Until now, USDA had what attorney Marler calls “a stupid policy.” It would not ask for a recall (it doesn’t have the authority to order one) if E. coli or some other harmful bacteria was found in an opened package in someone’s refrigerator or freezer. The assumption was that the consumer had somehow contaminated the meat.

Now, unless USDA has specific evidence that strongly suggests the bacterial contamination took place in the home, it will assume the product was already contaminated when purchased. And it will use those samples to build a case for a recall.

This change is a direct result of the agency’s missteps in handling last month’s huge Topps Meat Co. recall. Eleven days before the recall, tests confirmed that a box of frozen hamburger patties had E. coli. But because that contamination was found in an open box of burgers in a family’s freezer, nothing was done.

You might think any meat left over after a day’s production run would have to be discarded. Not so. Meat processors are allowed to keep this meat overnight and mix it with the next day’s batch. The industry term for this leftover meat is rework.

“That can lead to problems,” says Michael Hansen, a food scientist at Consumers Union. Using leftover production the next day “is a convenient way to contaminate the product over and over again,” he says. And it makes it difficult to figure out where the contamination starts and stops.

The USDA’s Goldman says rework is a practice “we’ve discouraged, but we have not prohibited.” He tells me USDA is reviewing its policy on rework, even though most companies, he says, don’t use it.

In fact, this mixing of meat from one day to the next was standard procedure at the Topps Meat Co. It could be why the company’s recent recall of frozen ground beef products — 21.7 million pounds — was so large.

This may come as a surprise, but USDA does not have the authority to order a recall of contaminated meat. The agency can only ask a company to voluntarily recall it.

“I just find this to be absurd,” says attorney Marler. “To me, if there’s a problem, we should expect our government to intervene on our behalf.”

Consumer advocates agree. They want Congress to give the Department of Agriculture the power to order meat recalls. The meat industry opposes this idea, saying it wouldn’t change anything.

“There has not been one instance where the product has not been voluntarily recalled at the request of the government,” says James Hodges of the American Meat Institute Foundation.

Critics argue that if USDA had the power to force recalls, things would move more quickly.

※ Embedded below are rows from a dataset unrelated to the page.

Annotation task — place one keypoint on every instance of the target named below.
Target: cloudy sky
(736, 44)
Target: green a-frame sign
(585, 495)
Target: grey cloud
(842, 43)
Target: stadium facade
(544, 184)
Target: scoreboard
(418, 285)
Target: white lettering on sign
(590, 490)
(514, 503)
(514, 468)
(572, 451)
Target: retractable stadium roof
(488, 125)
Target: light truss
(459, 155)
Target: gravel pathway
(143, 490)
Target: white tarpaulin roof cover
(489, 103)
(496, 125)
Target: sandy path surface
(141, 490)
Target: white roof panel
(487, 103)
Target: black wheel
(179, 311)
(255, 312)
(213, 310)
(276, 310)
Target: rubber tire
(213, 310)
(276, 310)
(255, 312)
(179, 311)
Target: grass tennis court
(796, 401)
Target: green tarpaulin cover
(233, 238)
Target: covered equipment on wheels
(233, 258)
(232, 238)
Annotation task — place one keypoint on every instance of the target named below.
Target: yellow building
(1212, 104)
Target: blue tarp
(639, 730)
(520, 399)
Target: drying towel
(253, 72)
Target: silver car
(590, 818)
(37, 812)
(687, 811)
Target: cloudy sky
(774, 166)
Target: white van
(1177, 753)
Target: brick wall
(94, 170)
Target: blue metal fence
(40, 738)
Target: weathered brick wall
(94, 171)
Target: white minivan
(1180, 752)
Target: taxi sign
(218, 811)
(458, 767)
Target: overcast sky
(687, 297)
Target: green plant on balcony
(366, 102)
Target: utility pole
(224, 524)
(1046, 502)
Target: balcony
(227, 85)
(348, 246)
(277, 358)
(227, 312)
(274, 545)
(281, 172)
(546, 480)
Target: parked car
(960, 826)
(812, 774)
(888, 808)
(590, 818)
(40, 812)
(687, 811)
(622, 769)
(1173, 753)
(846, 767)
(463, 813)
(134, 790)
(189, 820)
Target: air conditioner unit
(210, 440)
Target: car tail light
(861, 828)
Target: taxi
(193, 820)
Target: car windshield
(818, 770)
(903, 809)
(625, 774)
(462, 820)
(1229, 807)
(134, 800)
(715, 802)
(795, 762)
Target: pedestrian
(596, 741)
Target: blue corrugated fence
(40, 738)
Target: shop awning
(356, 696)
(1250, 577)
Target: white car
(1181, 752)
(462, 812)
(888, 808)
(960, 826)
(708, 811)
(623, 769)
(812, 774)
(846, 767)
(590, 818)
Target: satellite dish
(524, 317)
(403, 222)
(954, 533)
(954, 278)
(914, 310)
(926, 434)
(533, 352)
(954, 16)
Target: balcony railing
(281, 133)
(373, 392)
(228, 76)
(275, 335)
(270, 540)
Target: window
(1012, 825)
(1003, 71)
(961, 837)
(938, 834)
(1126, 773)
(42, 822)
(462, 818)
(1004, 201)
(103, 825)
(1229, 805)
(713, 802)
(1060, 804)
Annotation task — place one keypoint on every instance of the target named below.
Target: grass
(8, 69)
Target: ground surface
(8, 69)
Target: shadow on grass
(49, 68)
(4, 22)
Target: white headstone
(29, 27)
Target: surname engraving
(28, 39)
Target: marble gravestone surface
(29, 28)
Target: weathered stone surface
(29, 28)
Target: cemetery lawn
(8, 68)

They point to last week’s voluntary recall of ConAgra frozen pot pies. That recall came four days after USDA linked a salmonella outbreak — that made at least 165 people sick — to those products.

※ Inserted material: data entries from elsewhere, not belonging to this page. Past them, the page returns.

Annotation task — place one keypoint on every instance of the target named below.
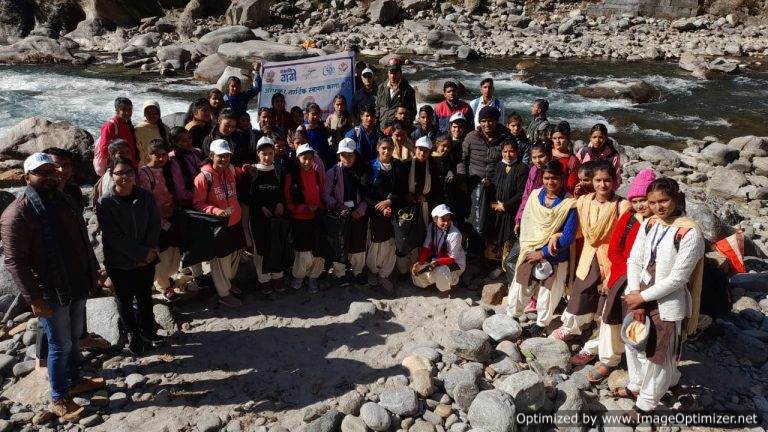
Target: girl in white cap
(343, 193)
(442, 259)
(150, 129)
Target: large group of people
(377, 187)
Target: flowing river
(690, 108)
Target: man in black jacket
(49, 257)
(395, 92)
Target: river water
(690, 108)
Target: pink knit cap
(640, 184)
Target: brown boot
(67, 409)
(86, 385)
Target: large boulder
(124, 13)
(210, 69)
(210, 42)
(384, 12)
(36, 49)
(250, 13)
(637, 91)
(243, 54)
(17, 19)
(37, 134)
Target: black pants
(130, 285)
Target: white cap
(424, 142)
(304, 148)
(456, 117)
(150, 103)
(35, 161)
(347, 145)
(219, 147)
(441, 211)
(265, 140)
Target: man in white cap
(365, 95)
(342, 193)
(442, 259)
(49, 256)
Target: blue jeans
(63, 330)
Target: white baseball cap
(264, 141)
(35, 161)
(304, 148)
(219, 147)
(457, 117)
(347, 145)
(424, 142)
(441, 211)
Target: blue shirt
(366, 144)
(569, 231)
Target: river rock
(638, 91)
(248, 12)
(399, 400)
(375, 416)
(36, 49)
(210, 42)
(502, 327)
(470, 345)
(351, 423)
(492, 411)
(546, 355)
(243, 54)
(719, 153)
(384, 12)
(726, 182)
(472, 318)
(527, 390)
(103, 319)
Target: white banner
(313, 79)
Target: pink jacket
(334, 196)
(112, 129)
(222, 193)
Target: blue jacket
(239, 103)
(569, 231)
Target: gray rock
(375, 416)
(546, 355)
(135, 380)
(492, 411)
(384, 12)
(209, 423)
(527, 390)
(472, 318)
(104, 320)
(210, 42)
(351, 423)
(248, 12)
(24, 368)
(502, 327)
(399, 400)
(470, 345)
(328, 422)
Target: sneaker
(296, 283)
(581, 358)
(86, 385)
(67, 409)
(312, 286)
(531, 306)
(230, 301)
(136, 346)
(278, 285)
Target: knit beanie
(640, 184)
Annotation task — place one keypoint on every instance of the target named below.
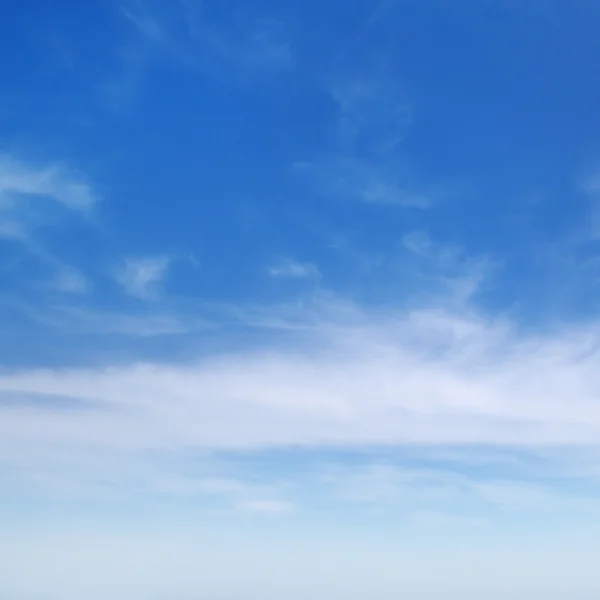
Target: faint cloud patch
(34, 196)
(292, 269)
(141, 277)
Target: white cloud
(365, 165)
(424, 377)
(54, 183)
(289, 268)
(141, 277)
(29, 195)
(374, 182)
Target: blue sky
(299, 299)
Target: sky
(299, 299)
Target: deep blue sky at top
(195, 149)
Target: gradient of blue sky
(299, 298)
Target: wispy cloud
(373, 181)
(238, 48)
(427, 376)
(142, 277)
(30, 196)
(289, 268)
(366, 163)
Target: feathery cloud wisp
(141, 277)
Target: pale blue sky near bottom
(299, 300)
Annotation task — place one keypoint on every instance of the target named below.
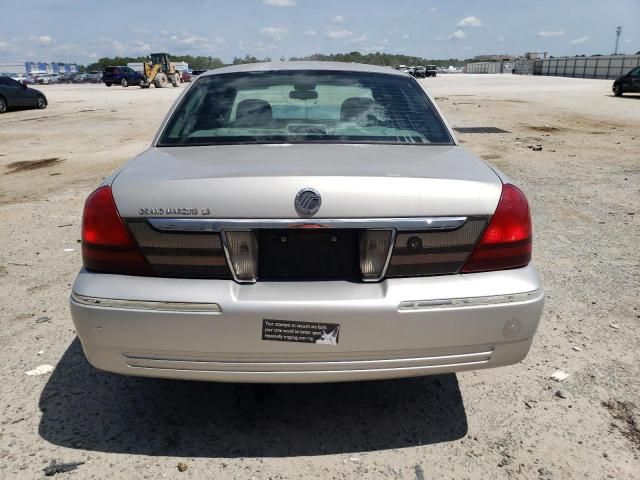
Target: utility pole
(618, 32)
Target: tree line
(209, 63)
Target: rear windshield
(304, 106)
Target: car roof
(293, 66)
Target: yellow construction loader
(160, 71)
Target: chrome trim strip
(187, 307)
(267, 373)
(484, 355)
(217, 225)
(421, 305)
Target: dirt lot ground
(572, 147)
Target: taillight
(506, 242)
(106, 244)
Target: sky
(82, 31)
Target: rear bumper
(396, 328)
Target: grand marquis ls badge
(308, 202)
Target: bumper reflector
(146, 305)
(417, 305)
(375, 249)
(242, 251)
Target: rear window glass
(304, 106)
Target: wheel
(41, 102)
(617, 90)
(160, 81)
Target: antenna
(618, 32)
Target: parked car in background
(14, 94)
(93, 77)
(29, 79)
(124, 76)
(368, 245)
(419, 72)
(628, 83)
(18, 77)
(431, 70)
(185, 76)
(67, 77)
(47, 78)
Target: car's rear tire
(41, 102)
(617, 90)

“Most of the best practices for controlling E. coli are not required by the U.S. government,” notes Caroline Smith Dewaal, Director of Food Safety at the Center for Science in the Public Interest. She thinks they should be. I agree.

It’s time for Congress to get off the dime and give USDA the resources and authority it needs to insure the safety of the country’s meat and poultry supply. Lawmakers must require the agency to improve its testing and enforce better production practices.

And Congress, while you’re at it, you need to do the same for the FDA, which regulates the rest of our food supply.

In the meantime, anyone using ground beef needs to assume that meat is contaminated and handle it accordingly. That means cooking it thoroughly and preventing cross-contamination. You, dear consumer, are the last line of defense.